While we're on the subject, does anyone use a trailer cover during the winter? Any suggestions for a BP cover?


----------



## kitten_Val (Apr 25, 2007)

mls said:


> I wash his and mine!


:rofl: mls, do you live any close to me?!


----------



## kitten_Val (Apr 25, 2007)

goneriding said:


> Streakmaster


Yep, that's what I got.

I don't know, folks. The only self-washing place is quite bad. I tried it couple times on my car and I wash it myself at home WAY better than I did in that place (the only time it's handy is when it's very cold and I have to rinse off the salt, then it's good enough). Plus I'm so slow that it takes me forever to clean. I may get in trouble with people waiting in line.


----------



## kitten_Val (Apr 25, 2007)

equiniphile said:


> While we're on the subject, does anyone use a trailer cover during the winter? Any suggestions for a BP cover?
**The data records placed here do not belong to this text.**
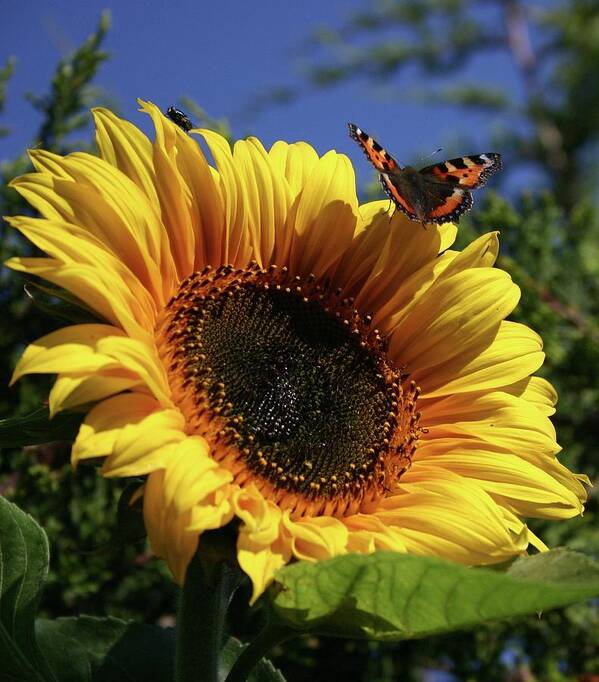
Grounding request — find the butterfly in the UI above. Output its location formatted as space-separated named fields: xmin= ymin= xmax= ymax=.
xmin=166 ymin=107 xmax=193 ymax=133
xmin=348 ymin=123 xmax=501 ymax=225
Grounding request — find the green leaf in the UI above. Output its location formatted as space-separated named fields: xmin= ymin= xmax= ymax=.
xmin=0 ymin=407 xmax=84 ymax=448
xmin=218 ymin=637 xmax=285 ymax=682
xmin=271 ymin=550 xmax=599 ymax=640
xmin=0 ymin=497 xmax=56 ymax=682
xmin=36 ymin=616 xmax=175 ymax=682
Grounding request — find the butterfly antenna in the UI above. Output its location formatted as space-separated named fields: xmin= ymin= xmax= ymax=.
xmin=420 ymin=147 xmax=443 ymax=161
xmin=387 ymin=199 xmax=397 ymax=222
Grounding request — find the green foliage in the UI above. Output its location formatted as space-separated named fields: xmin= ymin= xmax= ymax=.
xmin=0 ymin=14 xmax=175 ymax=622
xmin=255 ymin=0 xmax=599 ymax=682
xmin=273 ymin=550 xmax=599 ymax=640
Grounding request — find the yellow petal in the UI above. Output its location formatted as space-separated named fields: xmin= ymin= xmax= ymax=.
xmin=11 ymin=324 xmax=123 ymax=384
xmin=389 ymin=268 xmax=520 ymax=372
xmin=268 ymin=140 xmax=318 ymax=200
xmin=102 ymin=406 xmax=185 ymax=478
xmin=283 ymin=512 xmax=348 ymax=561
xmin=92 ymin=107 xmax=160 ymax=212
xmin=48 ymin=370 xmax=142 ymax=417
xmin=71 ymin=393 xmax=160 ymax=466
xmin=289 ymin=151 xmax=358 ymax=276
xmin=97 ymin=337 xmax=173 ymax=407
xmin=164 ymin=436 xmax=233 ymax=514
xmin=198 ymin=129 xmax=252 ymax=267
xmin=417 ymin=321 xmax=545 ymax=397
xmin=376 ymin=463 xmax=526 ymax=565
xmin=143 ymin=470 xmax=199 ymax=585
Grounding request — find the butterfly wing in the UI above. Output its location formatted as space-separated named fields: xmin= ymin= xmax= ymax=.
xmin=347 ymin=123 xmax=400 ymax=174
xmin=424 ymin=182 xmax=473 ymax=224
xmin=420 ymin=152 xmax=501 ymax=189
xmin=380 ymin=173 xmax=418 ymax=220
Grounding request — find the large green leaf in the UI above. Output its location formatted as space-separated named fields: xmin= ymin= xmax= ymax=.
xmin=0 ymin=407 xmax=85 ymax=448
xmin=0 ymin=497 xmax=56 ymax=682
xmin=36 ymin=616 xmax=175 ymax=682
xmin=272 ymin=550 xmax=599 ymax=639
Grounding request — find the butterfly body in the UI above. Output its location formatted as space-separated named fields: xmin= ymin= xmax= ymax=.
xmin=166 ymin=107 xmax=193 ymax=133
xmin=349 ymin=123 xmax=501 ymax=224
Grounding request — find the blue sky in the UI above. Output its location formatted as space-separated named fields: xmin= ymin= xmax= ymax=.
xmin=0 ymin=0 xmax=519 ymax=190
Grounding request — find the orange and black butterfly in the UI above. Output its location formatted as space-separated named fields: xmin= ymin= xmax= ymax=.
xmin=348 ymin=123 xmax=501 ymax=224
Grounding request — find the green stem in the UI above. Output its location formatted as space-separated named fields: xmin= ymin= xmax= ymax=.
xmin=225 ymin=623 xmax=299 ymax=682
xmin=175 ymin=550 xmax=239 ymax=682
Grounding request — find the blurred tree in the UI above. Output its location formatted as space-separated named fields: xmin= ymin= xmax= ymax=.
xmin=253 ymin=0 xmax=599 ymax=682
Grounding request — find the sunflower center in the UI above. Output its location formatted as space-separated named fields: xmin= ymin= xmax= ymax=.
xmin=158 ymin=265 xmax=418 ymax=516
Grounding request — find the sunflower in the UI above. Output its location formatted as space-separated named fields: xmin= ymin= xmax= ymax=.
xmin=8 ymin=102 xmax=587 ymax=600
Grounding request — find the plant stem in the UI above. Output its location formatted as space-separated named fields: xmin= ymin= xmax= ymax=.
xmin=175 ymin=550 xmax=239 ymax=682
xmin=225 ymin=623 xmax=299 ymax=682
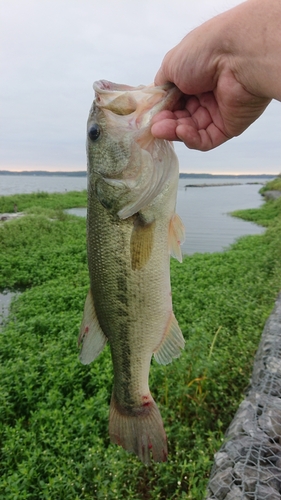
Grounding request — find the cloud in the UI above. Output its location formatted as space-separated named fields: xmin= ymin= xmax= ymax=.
xmin=0 ymin=0 xmax=280 ymax=172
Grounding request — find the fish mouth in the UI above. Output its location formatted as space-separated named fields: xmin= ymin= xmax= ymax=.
xmin=93 ymin=80 xmax=183 ymax=121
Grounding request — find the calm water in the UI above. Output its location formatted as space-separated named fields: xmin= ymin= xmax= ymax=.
xmin=0 ymin=175 xmax=263 ymax=254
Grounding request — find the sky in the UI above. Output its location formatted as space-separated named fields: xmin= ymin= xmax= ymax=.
xmin=0 ymin=0 xmax=281 ymax=174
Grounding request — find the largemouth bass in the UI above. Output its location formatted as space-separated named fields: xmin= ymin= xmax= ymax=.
xmin=78 ymin=80 xmax=184 ymax=464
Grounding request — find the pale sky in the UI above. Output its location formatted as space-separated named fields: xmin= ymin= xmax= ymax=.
xmin=0 ymin=0 xmax=281 ymax=174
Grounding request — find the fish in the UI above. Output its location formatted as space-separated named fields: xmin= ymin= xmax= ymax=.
xmin=78 ymin=80 xmax=185 ymax=465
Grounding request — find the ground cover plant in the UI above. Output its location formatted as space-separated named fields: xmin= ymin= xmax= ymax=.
xmin=0 ymin=188 xmax=281 ymax=500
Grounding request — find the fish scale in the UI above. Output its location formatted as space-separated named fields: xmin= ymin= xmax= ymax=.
xmin=79 ymin=81 xmax=184 ymax=464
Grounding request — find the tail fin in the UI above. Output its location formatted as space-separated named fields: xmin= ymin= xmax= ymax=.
xmin=109 ymin=394 xmax=168 ymax=465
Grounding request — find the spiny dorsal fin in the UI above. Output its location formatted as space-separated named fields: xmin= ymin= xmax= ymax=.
xmin=154 ymin=313 xmax=185 ymax=365
xmin=130 ymin=215 xmax=155 ymax=271
xmin=78 ymin=290 xmax=107 ymax=365
xmin=169 ymin=214 xmax=185 ymax=262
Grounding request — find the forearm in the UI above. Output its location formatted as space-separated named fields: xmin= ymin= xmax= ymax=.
xmin=220 ymin=0 xmax=281 ymax=101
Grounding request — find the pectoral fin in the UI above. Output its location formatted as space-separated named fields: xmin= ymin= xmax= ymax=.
xmin=130 ymin=215 xmax=155 ymax=271
xmin=78 ymin=290 xmax=107 ymax=365
xmin=169 ymin=214 xmax=185 ymax=262
xmin=154 ymin=313 xmax=185 ymax=365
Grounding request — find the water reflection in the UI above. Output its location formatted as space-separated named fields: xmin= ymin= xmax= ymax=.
xmin=67 ymin=179 xmax=264 ymax=255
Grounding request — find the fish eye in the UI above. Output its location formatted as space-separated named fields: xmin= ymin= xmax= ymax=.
xmin=88 ymin=123 xmax=100 ymax=141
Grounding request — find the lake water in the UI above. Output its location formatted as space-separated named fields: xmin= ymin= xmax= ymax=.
xmin=0 ymin=175 xmax=270 ymax=255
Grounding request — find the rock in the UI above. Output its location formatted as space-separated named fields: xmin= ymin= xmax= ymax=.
xmin=225 ymin=484 xmax=245 ymax=500
xmin=209 ymin=467 xmax=233 ymax=500
xmin=205 ymin=294 xmax=281 ymax=500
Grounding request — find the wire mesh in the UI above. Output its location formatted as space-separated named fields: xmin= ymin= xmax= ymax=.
xmin=206 ymin=293 xmax=281 ymax=500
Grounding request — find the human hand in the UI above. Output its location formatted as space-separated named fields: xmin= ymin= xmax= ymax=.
xmin=151 ymin=0 xmax=281 ymax=151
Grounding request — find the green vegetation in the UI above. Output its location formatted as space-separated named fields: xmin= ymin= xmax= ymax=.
xmin=0 ymin=189 xmax=281 ymax=500
xmin=0 ymin=190 xmax=87 ymax=213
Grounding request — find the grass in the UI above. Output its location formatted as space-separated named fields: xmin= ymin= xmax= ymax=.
xmin=0 ymin=190 xmax=87 ymax=214
xmin=0 ymin=187 xmax=281 ymax=500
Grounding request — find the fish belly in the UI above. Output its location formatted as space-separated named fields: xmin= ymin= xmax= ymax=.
xmin=88 ymin=193 xmax=172 ymax=463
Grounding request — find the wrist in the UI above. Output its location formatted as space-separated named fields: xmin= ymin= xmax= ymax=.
xmin=219 ymin=0 xmax=281 ymax=100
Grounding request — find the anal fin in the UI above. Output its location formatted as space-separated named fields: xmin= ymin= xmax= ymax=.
xmin=78 ymin=290 xmax=107 ymax=365
xmin=169 ymin=214 xmax=185 ymax=262
xmin=154 ymin=313 xmax=185 ymax=365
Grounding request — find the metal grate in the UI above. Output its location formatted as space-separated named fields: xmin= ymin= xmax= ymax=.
xmin=206 ymin=293 xmax=281 ymax=500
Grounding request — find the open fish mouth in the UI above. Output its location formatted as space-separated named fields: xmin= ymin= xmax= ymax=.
xmin=93 ymin=80 xmax=183 ymax=126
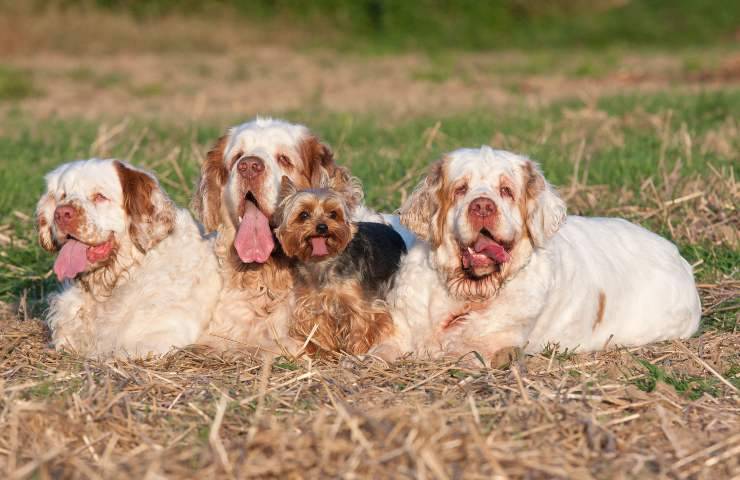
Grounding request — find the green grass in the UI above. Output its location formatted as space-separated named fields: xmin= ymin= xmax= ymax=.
xmin=0 ymin=90 xmax=740 ymax=322
xmin=34 ymin=0 xmax=740 ymax=51
xmin=0 ymin=65 xmax=39 ymax=102
xmin=634 ymin=358 xmax=719 ymax=400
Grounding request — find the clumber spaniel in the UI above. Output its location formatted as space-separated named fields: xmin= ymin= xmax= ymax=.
xmin=193 ymin=118 xmax=382 ymax=354
xmin=374 ymin=146 xmax=701 ymax=364
xmin=37 ymin=159 xmax=220 ymax=357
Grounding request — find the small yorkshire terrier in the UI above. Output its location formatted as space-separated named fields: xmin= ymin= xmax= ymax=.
xmin=275 ymin=168 xmax=406 ymax=355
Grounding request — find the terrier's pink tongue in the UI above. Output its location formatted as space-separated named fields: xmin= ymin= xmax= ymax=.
xmin=311 ymin=237 xmax=329 ymax=257
xmin=473 ymin=235 xmax=511 ymax=263
xmin=54 ymin=238 xmax=87 ymax=282
xmin=234 ymin=201 xmax=275 ymax=263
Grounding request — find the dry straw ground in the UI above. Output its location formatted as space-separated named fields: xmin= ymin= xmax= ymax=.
xmin=0 ymin=4 xmax=740 ymax=479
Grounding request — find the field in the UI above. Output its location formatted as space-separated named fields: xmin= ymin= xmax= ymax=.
xmin=0 ymin=0 xmax=740 ymax=479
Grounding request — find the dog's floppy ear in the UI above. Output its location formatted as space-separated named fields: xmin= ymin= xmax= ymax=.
xmin=298 ymin=135 xmax=336 ymax=187
xmin=36 ymin=164 xmax=67 ymax=252
xmin=524 ymin=160 xmax=567 ymax=247
xmin=36 ymin=191 xmax=57 ymax=252
xmin=328 ymin=166 xmax=365 ymax=212
xmin=114 ymin=160 xmax=175 ymax=252
xmin=191 ymin=133 xmax=230 ymax=231
xmin=398 ymin=158 xmax=446 ymax=242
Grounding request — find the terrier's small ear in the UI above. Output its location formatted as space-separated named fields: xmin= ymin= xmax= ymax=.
xmin=279 ymin=175 xmax=298 ymax=201
xmin=318 ymin=167 xmax=331 ymax=188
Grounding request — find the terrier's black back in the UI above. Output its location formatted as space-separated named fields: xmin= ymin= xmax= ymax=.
xmin=303 ymin=222 xmax=406 ymax=298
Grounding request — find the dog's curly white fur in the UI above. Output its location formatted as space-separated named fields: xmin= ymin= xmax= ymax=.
xmin=37 ymin=159 xmax=221 ymax=357
xmin=371 ymin=146 xmax=701 ymax=366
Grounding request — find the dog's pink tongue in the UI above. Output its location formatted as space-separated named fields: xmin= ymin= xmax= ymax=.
xmin=54 ymin=239 xmax=87 ymax=282
xmin=473 ymin=235 xmax=511 ymax=263
xmin=311 ymin=237 xmax=329 ymax=257
xmin=234 ymin=201 xmax=275 ymax=263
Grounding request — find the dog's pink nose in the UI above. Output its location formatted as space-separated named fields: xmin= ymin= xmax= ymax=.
xmin=237 ymin=157 xmax=265 ymax=180
xmin=54 ymin=205 xmax=77 ymax=227
xmin=468 ymin=197 xmax=496 ymax=218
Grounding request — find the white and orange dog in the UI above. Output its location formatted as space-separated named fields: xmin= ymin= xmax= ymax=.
xmin=371 ymin=147 xmax=701 ymax=364
xmin=37 ymin=159 xmax=221 ymax=357
xmin=193 ymin=118 xmax=382 ymax=354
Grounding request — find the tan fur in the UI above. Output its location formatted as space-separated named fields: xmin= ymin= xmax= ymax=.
xmin=298 ymin=135 xmax=336 ymax=188
xmin=398 ymin=158 xmax=447 ymax=241
xmin=275 ymin=187 xmax=354 ymax=262
xmin=192 ymin=134 xmax=229 ymax=231
xmin=114 ymin=161 xmax=175 ymax=253
xmin=290 ymin=281 xmax=393 ymax=355
xmin=275 ymin=180 xmax=393 ymax=355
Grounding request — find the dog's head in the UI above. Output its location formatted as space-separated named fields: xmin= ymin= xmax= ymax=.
xmin=400 ymin=146 xmax=566 ymax=299
xmin=193 ymin=118 xmax=334 ymax=263
xmin=36 ymin=159 xmax=175 ymax=280
xmin=275 ymin=167 xmax=362 ymax=263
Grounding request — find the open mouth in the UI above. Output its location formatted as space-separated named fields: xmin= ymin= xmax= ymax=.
xmin=234 ymin=192 xmax=275 ymax=263
xmin=54 ymin=234 xmax=114 ymax=282
xmin=308 ymin=235 xmax=329 ymax=257
xmin=460 ymin=228 xmax=512 ymax=273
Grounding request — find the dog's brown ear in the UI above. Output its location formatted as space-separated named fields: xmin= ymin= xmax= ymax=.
xmin=191 ymin=133 xmax=230 ymax=231
xmin=114 ymin=160 xmax=175 ymax=252
xmin=36 ymin=191 xmax=58 ymax=252
xmin=298 ymin=135 xmax=336 ymax=187
xmin=398 ymin=158 xmax=446 ymax=242
xmin=523 ymin=160 xmax=567 ymax=247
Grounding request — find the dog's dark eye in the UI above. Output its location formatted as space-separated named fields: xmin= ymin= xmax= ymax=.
xmin=277 ymin=153 xmax=293 ymax=167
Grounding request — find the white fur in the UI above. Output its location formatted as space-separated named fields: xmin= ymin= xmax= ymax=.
xmin=38 ymin=159 xmax=221 ymax=357
xmin=196 ymin=118 xmax=394 ymax=353
xmin=371 ymin=147 xmax=701 ymax=359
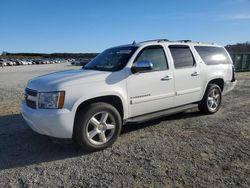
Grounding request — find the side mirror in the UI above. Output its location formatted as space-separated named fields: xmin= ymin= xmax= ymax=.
xmin=131 ymin=61 xmax=153 ymax=73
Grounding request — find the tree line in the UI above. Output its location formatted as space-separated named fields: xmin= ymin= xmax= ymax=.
xmin=0 ymin=42 xmax=250 ymax=59
xmin=1 ymin=52 xmax=98 ymax=59
xmin=225 ymin=42 xmax=250 ymax=53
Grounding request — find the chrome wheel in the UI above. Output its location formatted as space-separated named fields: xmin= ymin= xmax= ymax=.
xmin=86 ymin=111 xmax=116 ymax=145
xmin=207 ymin=88 xmax=221 ymax=111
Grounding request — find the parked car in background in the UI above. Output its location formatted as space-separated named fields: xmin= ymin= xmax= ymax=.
xmin=71 ymin=59 xmax=90 ymax=66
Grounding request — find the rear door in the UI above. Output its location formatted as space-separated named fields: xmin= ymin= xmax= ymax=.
xmin=127 ymin=45 xmax=175 ymax=117
xmin=169 ymin=45 xmax=201 ymax=106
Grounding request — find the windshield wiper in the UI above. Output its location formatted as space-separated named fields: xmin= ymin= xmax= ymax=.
xmin=83 ymin=65 xmax=109 ymax=71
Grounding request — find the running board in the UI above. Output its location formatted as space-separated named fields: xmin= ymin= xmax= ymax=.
xmin=124 ymin=104 xmax=197 ymax=124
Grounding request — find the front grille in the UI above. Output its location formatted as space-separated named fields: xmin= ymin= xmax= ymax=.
xmin=25 ymin=88 xmax=37 ymax=109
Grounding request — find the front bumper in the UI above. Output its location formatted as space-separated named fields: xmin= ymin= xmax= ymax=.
xmin=222 ymin=80 xmax=237 ymax=95
xmin=22 ymin=101 xmax=74 ymax=138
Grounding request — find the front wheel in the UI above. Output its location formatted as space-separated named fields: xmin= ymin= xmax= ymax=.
xmin=198 ymin=84 xmax=222 ymax=114
xmin=74 ymin=103 xmax=122 ymax=151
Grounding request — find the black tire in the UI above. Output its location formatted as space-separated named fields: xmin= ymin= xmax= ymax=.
xmin=198 ymin=84 xmax=222 ymax=114
xmin=73 ymin=102 xmax=122 ymax=151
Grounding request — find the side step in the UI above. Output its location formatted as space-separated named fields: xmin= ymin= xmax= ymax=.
xmin=124 ymin=104 xmax=198 ymax=124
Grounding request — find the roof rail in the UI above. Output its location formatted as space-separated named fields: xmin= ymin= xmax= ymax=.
xmin=175 ymin=40 xmax=192 ymax=43
xmin=140 ymin=39 xmax=169 ymax=43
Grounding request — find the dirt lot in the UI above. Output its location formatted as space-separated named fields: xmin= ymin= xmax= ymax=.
xmin=0 ymin=65 xmax=250 ymax=187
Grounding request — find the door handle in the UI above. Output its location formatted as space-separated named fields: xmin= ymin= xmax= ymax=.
xmin=161 ymin=76 xmax=173 ymax=81
xmin=191 ymin=72 xmax=199 ymax=76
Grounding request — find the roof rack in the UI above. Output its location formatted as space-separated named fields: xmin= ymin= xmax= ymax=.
xmin=174 ymin=40 xmax=192 ymax=43
xmin=140 ymin=39 xmax=169 ymax=43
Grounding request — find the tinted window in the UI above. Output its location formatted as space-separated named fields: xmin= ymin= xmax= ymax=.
xmin=84 ymin=47 xmax=137 ymax=71
xmin=136 ymin=47 xmax=168 ymax=71
xmin=195 ymin=46 xmax=230 ymax=65
xmin=169 ymin=46 xmax=195 ymax=69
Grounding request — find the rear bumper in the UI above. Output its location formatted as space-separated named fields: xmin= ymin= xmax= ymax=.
xmin=222 ymin=80 xmax=237 ymax=95
xmin=22 ymin=102 xmax=74 ymax=138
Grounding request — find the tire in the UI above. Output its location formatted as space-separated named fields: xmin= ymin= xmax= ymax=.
xmin=74 ymin=102 xmax=122 ymax=151
xmin=198 ymin=84 xmax=222 ymax=114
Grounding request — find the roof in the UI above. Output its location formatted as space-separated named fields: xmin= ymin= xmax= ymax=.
xmin=109 ymin=39 xmax=219 ymax=48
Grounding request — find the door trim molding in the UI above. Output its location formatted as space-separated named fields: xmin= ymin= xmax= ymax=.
xmin=130 ymin=92 xmax=175 ymax=104
xmin=176 ymin=87 xmax=201 ymax=96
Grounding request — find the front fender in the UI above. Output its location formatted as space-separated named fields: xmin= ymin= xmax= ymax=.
xmin=72 ymin=91 xmax=128 ymax=119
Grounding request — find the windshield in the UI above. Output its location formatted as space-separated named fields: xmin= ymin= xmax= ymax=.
xmin=83 ymin=47 xmax=137 ymax=72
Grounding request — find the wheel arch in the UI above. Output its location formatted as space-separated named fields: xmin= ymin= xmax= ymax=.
xmin=206 ymin=78 xmax=224 ymax=92
xmin=73 ymin=95 xmax=126 ymax=134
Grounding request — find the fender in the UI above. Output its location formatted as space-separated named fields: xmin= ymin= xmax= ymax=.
xmin=201 ymin=72 xmax=225 ymax=99
xmin=72 ymin=91 xmax=128 ymax=119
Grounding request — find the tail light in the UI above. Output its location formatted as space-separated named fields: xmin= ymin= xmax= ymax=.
xmin=231 ymin=66 xmax=235 ymax=82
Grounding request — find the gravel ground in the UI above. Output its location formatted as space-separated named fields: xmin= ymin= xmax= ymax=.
xmin=0 ymin=65 xmax=250 ymax=187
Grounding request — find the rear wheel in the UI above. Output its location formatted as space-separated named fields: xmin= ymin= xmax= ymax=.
xmin=74 ymin=103 xmax=122 ymax=151
xmin=198 ymin=84 xmax=222 ymax=114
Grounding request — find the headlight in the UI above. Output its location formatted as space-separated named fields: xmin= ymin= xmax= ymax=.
xmin=38 ymin=91 xmax=65 ymax=109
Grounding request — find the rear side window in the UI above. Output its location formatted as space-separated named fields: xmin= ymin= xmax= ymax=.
xmin=195 ymin=46 xmax=231 ymax=65
xmin=135 ymin=46 xmax=168 ymax=71
xmin=169 ymin=46 xmax=195 ymax=69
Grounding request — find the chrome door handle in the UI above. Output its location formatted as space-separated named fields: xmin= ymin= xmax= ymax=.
xmin=191 ymin=72 xmax=199 ymax=76
xmin=161 ymin=76 xmax=173 ymax=81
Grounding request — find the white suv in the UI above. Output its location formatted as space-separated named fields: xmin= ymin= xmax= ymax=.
xmin=22 ymin=39 xmax=236 ymax=151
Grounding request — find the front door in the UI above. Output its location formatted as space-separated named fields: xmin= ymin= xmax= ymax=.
xmin=127 ymin=45 xmax=175 ymax=117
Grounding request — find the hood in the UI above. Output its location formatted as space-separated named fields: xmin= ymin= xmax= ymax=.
xmin=27 ymin=69 xmax=111 ymax=92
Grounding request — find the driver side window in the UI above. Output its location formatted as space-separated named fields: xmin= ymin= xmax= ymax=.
xmin=135 ymin=46 xmax=168 ymax=71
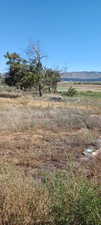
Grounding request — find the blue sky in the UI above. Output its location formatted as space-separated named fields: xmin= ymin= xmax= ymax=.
xmin=0 ymin=0 xmax=101 ymax=71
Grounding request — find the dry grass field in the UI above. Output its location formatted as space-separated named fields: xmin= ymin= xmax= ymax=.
xmin=0 ymin=85 xmax=101 ymax=225
xmin=58 ymin=82 xmax=101 ymax=92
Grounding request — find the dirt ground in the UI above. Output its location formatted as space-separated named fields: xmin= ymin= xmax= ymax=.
xmin=0 ymin=93 xmax=101 ymax=181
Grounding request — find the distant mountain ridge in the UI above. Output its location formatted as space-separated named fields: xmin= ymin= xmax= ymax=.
xmin=61 ymin=71 xmax=101 ymax=81
xmin=61 ymin=71 xmax=101 ymax=79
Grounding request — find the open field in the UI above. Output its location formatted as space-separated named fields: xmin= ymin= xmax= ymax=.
xmin=58 ymin=82 xmax=101 ymax=92
xmin=0 ymin=89 xmax=101 ymax=225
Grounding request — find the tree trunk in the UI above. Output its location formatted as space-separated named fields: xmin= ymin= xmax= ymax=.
xmin=39 ymin=84 xmax=42 ymax=97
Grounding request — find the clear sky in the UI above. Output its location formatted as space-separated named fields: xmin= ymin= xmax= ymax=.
xmin=0 ymin=0 xmax=101 ymax=71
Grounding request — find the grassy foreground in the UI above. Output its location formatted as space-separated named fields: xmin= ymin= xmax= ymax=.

I tried Beverly Bay cover. It was all ripped off first winter (wasn't sturdy enough). :-( I used it for couple winters and then had to throw it away. Last winter I got a huge tarp (that was also much cheaper than the cover) and covered the trailer with the tarp (it didn't go all way to the ground, but covered 2/3 of my (then) trailer).


----------



## equiniphile (Aug 16, 2009)

kitten_Val said:


> I tried Beverly Bay cover. It was all ripped off first winter (wasn't sturdy enough). :-( I used it for couple winters and then had to throw it away. Last winter I got a huge tarp (that was also much cheaper than the cover) and covered the trainer with the tarp (it didn't go all way to the ground, but covered 2/3 of my (then) trailer).


 I might try the one from Dover...not too pricey (under $100 for a 10-12ft), and most of Dover's stuff is quality.


----------